London, England - The main barrier to dialogue between Christians and Muslims is the failure of some countries in the Islamic world to respect freedom of worship, the country's leading Roman Catholic said on Tuesday.

When Christians are persecuted in those countries, Muslims in Britain have a duty to speak up in their defence, said Cardinal Cormac Murphy-O'Connor, leader of the Catholic Church in England and Wales.

"Dialogue will be impossible as long as minds are closed, as long as adherents of either faith believe that we have nothing to learn from the other," the cardinal said in a speech to the Oxford Centre for Islamic Studies.

"The main obstacle to that dialogue is the failure, in a number of Muslim countries, to uphold the principle of religious freedom."

Tensions between Britain's Muslim and non-Muslim populations were exacerbated by last year's July 7 bombings in London, which killed 52 people and were carried out by four British Islamist extremists.

Christians and non-believers alike urged Britain's 2.7 million Muslims to condemn the bombings, and the vast majority did. Some Christians have also urged Muslims to be more vocal in their condemnation of abuses in Islamic countries abroad.

"Where Christians are being denied their rights, or are subject to sharia law, that is not a matter on which Muslims in Britain should remain silent," said Murphy-O'Connor, who speaks for around 4 million Catholics in Britain.

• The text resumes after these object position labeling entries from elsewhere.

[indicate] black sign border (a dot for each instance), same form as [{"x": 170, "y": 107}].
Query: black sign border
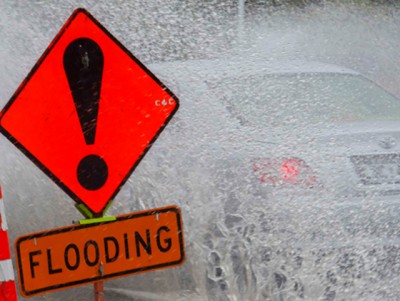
[
  {"x": 19, "y": 240},
  {"x": 14, "y": 141}
]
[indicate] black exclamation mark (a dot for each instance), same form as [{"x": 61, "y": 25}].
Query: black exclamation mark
[{"x": 83, "y": 65}]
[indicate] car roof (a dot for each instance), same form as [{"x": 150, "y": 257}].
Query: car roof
[{"x": 236, "y": 67}]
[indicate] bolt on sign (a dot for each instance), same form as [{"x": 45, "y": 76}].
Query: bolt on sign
[
  {"x": 87, "y": 112},
  {"x": 79, "y": 254}
]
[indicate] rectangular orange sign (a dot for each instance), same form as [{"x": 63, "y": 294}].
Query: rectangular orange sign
[{"x": 81, "y": 254}]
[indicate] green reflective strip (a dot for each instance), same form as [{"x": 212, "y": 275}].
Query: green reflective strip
[{"x": 97, "y": 220}]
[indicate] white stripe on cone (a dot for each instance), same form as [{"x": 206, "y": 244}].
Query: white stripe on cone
[
  {"x": 7, "y": 283},
  {"x": 3, "y": 221}
]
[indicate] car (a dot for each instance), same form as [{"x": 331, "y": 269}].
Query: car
[
  {"x": 304, "y": 182},
  {"x": 287, "y": 174}
]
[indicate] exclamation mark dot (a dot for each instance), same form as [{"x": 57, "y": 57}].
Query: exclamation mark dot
[{"x": 83, "y": 65}]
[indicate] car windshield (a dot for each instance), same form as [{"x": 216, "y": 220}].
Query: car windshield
[{"x": 287, "y": 99}]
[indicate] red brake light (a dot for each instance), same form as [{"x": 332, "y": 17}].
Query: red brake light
[{"x": 281, "y": 171}]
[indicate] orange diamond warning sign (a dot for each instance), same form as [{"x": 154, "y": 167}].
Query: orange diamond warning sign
[{"x": 87, "y": 112}]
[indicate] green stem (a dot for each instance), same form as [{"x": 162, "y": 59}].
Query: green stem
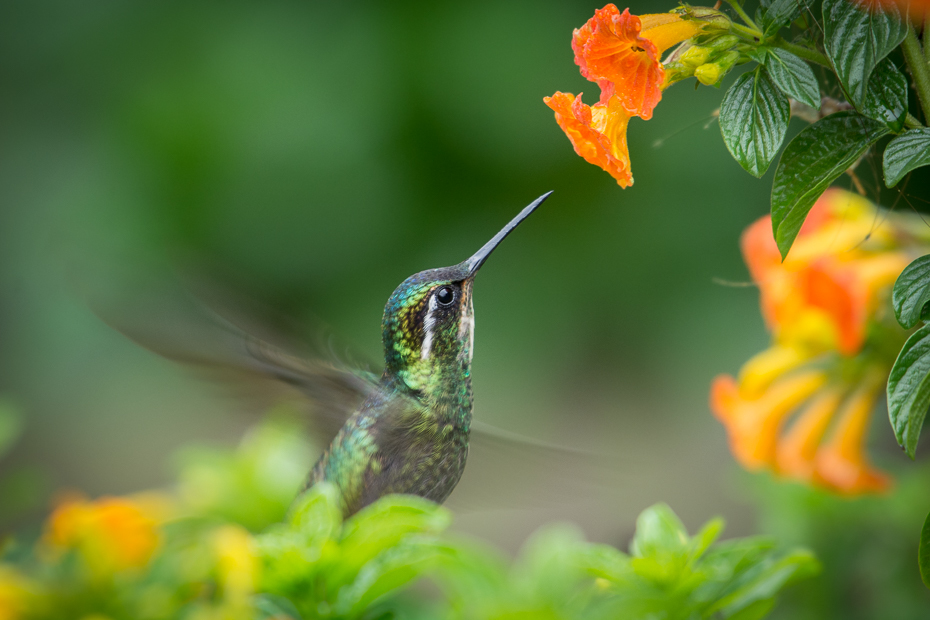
[
  {"x": 742, "y": 15},
  {"x": 804, "y": 52},
  {"x": 923, "y": 36},
  {"x": 919, "y": 70}
]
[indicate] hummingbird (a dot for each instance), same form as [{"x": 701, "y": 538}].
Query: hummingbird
[
  {"x": 410, "y": 435},
  {"x": 406, "y": 431}
]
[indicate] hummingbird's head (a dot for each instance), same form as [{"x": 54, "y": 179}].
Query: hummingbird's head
[{"x": 428, "y": 325}]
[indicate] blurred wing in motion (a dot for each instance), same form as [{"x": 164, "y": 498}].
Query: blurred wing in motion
[{"x": 177, "y": 325}]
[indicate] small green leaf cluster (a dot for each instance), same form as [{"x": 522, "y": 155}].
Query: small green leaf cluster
[{"x": 756, "y": 109}]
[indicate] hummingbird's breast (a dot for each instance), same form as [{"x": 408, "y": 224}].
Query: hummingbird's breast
[{"x": 399, "y": 443}]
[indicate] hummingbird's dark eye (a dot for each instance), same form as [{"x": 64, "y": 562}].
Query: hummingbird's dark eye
[{"x": 445, "y": 295}]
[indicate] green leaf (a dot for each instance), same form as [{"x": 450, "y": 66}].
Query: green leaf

He said there were "rising tensions" in the British Muslim community "which are spilling out on the edges of that community in an adherence to fundamentalist or nostalgic doctrines which approve violence".

The cardinal drew a parallel between the experience of Muslims in Britain now -- many of whom complain of Islamophobia -- and that of Catholics in Britain in the 1970s, when sectarian violence in Northern Ireland was at its height.

"There is much in our Catholic experience -- when being Catholic and Irish in the 1970s was to be equated in the minds of some with terrorism -- that must surely lead us to sympathise," he said.